I was so pleased to see our young people finally take to the streets in large numbers in Friday of last week, to protest at our selfish carelessness. Scotland has been leading the way in renewable energy – while the UK Government has been cutting the funding. We must all work together to save our planet, protect our wildlife and our children in poverty.

Yet the news today is full of a foolhardy Brexit – which is about saving our out-dated, not-fit-for-purpose, broken UK political system.

In the big scheme of things, what is really important for the future for our children and grandchildren – sustaining health and life as we know it, or saving the British Tory party?

P Keightley
Glasgow

GEORGE Orwell’s books read as a child are even more appropriate now not only because of the parallels with Brexit etc (1984), but also how remote the decision making process is from society’s real needs.
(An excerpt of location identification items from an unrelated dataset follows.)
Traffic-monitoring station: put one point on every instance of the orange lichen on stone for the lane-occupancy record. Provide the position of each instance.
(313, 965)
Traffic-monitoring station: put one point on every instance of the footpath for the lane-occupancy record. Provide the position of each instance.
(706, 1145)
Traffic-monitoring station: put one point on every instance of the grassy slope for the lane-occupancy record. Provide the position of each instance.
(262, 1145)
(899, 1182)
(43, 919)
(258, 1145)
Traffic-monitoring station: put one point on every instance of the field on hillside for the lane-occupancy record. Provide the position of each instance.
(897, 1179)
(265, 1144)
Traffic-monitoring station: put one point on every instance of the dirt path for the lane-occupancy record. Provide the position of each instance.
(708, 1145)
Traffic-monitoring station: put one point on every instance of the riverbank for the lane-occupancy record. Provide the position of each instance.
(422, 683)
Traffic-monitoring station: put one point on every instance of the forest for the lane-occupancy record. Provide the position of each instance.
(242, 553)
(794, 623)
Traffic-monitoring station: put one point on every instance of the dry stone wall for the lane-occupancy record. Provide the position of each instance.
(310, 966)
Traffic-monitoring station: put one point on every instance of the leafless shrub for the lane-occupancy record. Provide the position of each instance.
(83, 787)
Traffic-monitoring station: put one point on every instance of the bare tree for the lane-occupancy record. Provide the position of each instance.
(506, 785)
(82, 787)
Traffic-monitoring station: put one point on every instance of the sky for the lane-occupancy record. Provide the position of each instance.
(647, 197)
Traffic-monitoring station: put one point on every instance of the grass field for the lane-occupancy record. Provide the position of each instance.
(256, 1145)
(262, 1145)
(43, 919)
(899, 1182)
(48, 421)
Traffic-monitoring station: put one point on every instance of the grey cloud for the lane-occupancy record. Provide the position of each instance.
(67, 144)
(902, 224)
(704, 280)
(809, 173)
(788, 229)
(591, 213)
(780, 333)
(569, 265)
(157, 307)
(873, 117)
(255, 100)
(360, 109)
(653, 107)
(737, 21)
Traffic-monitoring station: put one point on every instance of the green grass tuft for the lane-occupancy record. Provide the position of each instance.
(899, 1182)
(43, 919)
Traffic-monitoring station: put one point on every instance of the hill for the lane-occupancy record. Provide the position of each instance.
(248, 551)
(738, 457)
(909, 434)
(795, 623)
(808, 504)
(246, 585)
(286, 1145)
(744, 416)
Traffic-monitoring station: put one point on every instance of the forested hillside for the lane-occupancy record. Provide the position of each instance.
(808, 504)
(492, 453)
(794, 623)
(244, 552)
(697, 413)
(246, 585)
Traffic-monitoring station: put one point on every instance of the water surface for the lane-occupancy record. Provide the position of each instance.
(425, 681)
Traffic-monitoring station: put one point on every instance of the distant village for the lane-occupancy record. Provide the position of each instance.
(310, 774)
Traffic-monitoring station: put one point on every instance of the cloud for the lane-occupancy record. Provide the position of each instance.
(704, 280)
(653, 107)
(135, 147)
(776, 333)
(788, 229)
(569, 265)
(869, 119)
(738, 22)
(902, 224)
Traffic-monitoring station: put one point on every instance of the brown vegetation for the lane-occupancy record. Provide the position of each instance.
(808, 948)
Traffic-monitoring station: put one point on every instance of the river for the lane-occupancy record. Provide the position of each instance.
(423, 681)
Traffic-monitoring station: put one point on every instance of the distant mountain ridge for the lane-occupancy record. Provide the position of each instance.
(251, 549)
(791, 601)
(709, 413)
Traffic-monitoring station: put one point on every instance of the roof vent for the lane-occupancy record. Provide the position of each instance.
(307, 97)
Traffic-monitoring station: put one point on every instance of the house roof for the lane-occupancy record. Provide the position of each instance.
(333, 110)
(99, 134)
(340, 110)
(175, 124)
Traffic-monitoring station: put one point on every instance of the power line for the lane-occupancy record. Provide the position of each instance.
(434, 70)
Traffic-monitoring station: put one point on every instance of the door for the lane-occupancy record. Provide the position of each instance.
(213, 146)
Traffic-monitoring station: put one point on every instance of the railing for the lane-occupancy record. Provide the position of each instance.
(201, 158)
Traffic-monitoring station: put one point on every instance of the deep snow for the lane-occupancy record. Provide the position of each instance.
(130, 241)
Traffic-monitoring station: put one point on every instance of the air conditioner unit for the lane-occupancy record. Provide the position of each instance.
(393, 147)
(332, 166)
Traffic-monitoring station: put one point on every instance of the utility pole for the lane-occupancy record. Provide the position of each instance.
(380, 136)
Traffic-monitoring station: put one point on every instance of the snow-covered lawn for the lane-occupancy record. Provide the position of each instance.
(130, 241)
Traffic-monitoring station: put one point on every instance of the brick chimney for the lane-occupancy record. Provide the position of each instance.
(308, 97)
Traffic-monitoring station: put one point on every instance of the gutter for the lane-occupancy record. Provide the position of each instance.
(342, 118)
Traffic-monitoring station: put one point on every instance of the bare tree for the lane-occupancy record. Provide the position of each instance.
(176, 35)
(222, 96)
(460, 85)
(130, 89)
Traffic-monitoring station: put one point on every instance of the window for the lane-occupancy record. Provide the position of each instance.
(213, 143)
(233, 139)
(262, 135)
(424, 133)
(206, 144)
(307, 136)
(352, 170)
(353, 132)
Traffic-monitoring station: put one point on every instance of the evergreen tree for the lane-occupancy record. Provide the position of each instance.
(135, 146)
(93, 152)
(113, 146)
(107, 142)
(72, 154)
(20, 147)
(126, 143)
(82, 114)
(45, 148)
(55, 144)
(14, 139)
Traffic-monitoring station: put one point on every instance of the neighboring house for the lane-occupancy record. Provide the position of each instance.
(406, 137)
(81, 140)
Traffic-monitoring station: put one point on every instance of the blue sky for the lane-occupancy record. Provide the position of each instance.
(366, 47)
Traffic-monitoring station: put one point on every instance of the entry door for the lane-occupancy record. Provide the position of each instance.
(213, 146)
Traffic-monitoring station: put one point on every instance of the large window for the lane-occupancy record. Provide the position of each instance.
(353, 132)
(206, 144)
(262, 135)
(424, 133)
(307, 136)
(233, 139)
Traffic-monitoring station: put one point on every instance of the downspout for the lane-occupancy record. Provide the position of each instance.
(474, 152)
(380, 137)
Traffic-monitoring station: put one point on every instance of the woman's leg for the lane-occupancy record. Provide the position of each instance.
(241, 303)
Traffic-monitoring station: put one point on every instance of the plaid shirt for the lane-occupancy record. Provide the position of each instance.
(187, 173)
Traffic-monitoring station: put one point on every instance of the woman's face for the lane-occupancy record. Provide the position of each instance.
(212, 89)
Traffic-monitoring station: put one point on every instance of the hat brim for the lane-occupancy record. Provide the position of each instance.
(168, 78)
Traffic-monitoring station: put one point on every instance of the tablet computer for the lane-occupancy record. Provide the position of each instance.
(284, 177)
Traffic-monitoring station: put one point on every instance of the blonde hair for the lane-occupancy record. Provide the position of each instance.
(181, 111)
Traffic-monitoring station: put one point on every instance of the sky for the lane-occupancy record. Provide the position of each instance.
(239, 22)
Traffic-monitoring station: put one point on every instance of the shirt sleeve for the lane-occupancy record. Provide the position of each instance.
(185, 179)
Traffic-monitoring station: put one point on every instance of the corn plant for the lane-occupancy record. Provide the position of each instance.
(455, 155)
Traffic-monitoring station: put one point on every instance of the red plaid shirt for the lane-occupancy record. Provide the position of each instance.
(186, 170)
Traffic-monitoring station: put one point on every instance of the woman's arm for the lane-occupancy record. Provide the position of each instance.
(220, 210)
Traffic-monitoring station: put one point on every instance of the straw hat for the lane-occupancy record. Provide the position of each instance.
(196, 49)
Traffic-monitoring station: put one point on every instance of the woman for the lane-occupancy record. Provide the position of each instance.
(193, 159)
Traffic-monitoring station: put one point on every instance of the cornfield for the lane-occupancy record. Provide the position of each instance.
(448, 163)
The decision to close Honda was taken by managers half a world away.

It was not because our abuse of the environment, which needs many more extreme but technically possible measures before it’s too late.

It depended on their view that profits (from electric cars) could be made by appearing, coincidentally, to care for the environment.

They never considered the immediate financial concerns of a few thousand Swindon workers and associated trades or businesses.

However useful electric vehicles might seem, it will be more relevant measures such as free mass/public transport like buses, trains and ferries that begin to tempt many people from unnecessary private cars etc.

There will be plenty of useful, well-paid, eco jobs, including many requiring systematic retraining in new skills as well as transfer of others.

Norman Lockhart Innerleithen SOME of your readers will remember that more than fifty years ago, in urban areas at least, electric floats delivered milk with other dairy products and eggs.

French scientists, mechanics and engineers developed electric vehicles for transport in the late eighteenth century!

The oil and car industries saw this as a threat to potential profits and managed to stifle such a useful (not so environmentally damaging) product for another hundred years.

No doubt they’ll be a wee bit cheaper soon so some more people can buy them if there’s any truth in economic theories about competition and Honda et al stick to it?